よくある初回商談を思い浮かべてみてください。冒頭15分で会社紹介、30分でサービス説明、最後に「一度、社内で検討します」。後日メールを送っても、返信は来ない——。誰もが一度は見たことのある光景です。

こうした商談に共通するのは、ゴール設定のつまずきです。

「初回商談=提案の場」と位置づけていると、冒頭から自社サービスの説明に入り、相手の課題を十分に聞かないまま商談が終わりがちです。顕在層ならそれでも成立しますが、課題が固まっていない相手には通用しにくくなります。

初回商談のゴールは、ディスカバリー(課題発見=相手自身に課題を気づいてもらうこと)に置き直すと整理しやすくなります。
ディスカバリーとは、相手の現状・課題・理想の状態・意思決定の仕組みを質問で引き出し、相手自身が「これは解決すべき課題だ」と認識する状態をつくるプロセスです。

ここで参考になるのが、SPINという質問の型です。やや古典的なフレームですが、いま見ても有効です。

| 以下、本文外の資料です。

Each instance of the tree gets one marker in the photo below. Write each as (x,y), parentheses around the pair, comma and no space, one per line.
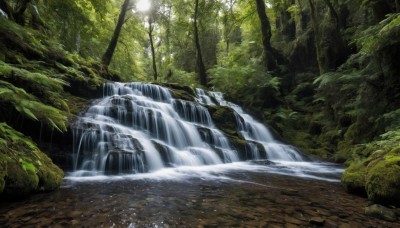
(153,55)
(268,54)
(200,64)
(106,59)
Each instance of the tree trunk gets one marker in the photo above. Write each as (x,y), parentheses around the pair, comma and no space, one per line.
(333,13)
(6,9)
(19,14)
(200,63)
(106,59)
(268,55)
(153,54)
(317,38)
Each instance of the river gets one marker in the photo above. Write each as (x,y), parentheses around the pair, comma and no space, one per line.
(245,194)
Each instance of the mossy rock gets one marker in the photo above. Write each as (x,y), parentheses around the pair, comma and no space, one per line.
(179,91)
(181,94)
(354,177)
(383,180)
(24,169)
(224,118)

ただし注意点が2つあります。
ひとつは、下の例をそのまま読み上げる台本にしないこと。順番どおりに音読すると不自然になります。
もうひとつは、状況質問(Situation)は最小限にすること。事前に調べればわかる事実を商談で並べて聞くと、相手の負担になり、準備不足とも受け取られます。状況質問は事前リサーチで埋め、商談では問題・示唆・価値の問いに時間を使います。

質問タイプ目的意識したい問いの方向性
Situation(状況質問)相手の現状を把握(事前リサーチで埋め、商談では最小限に)事実確認は要点だけ。調べればわかることは聞かない
Problem(問題質問)課題を顕在化させるどこで詰まっているか、何が思うように進んでいないかへの問い
Implication(示唆質問)放置した場合の影響に気づいてもらうその状態が続くと、先々どう影響しそうかへの問い
Need-payoff(価値質問)解決時の価値を相手の言葉で語ってもらう改善できたら何が変わるか、を相手自身に語ってもらう問い

押さえどころは、S→P→I→Nの順を意識すること。とくにI(示唆質問)とN(価値質問)が効きます。ただし、I・Nは関係と課題がある程度見えてから踏み込むもので、初回はS・Pを軽めに、I・Nは深追いしすぎないのが現実的です。1回の商談で4タイプを回し切る必要はありません。

ディスカバリーは「売り込まない」という意味ではありません。相手の検討を前に進めるために、問いを設計するということです。ゴールが定まれば、次は時間の使い方が変わってきます。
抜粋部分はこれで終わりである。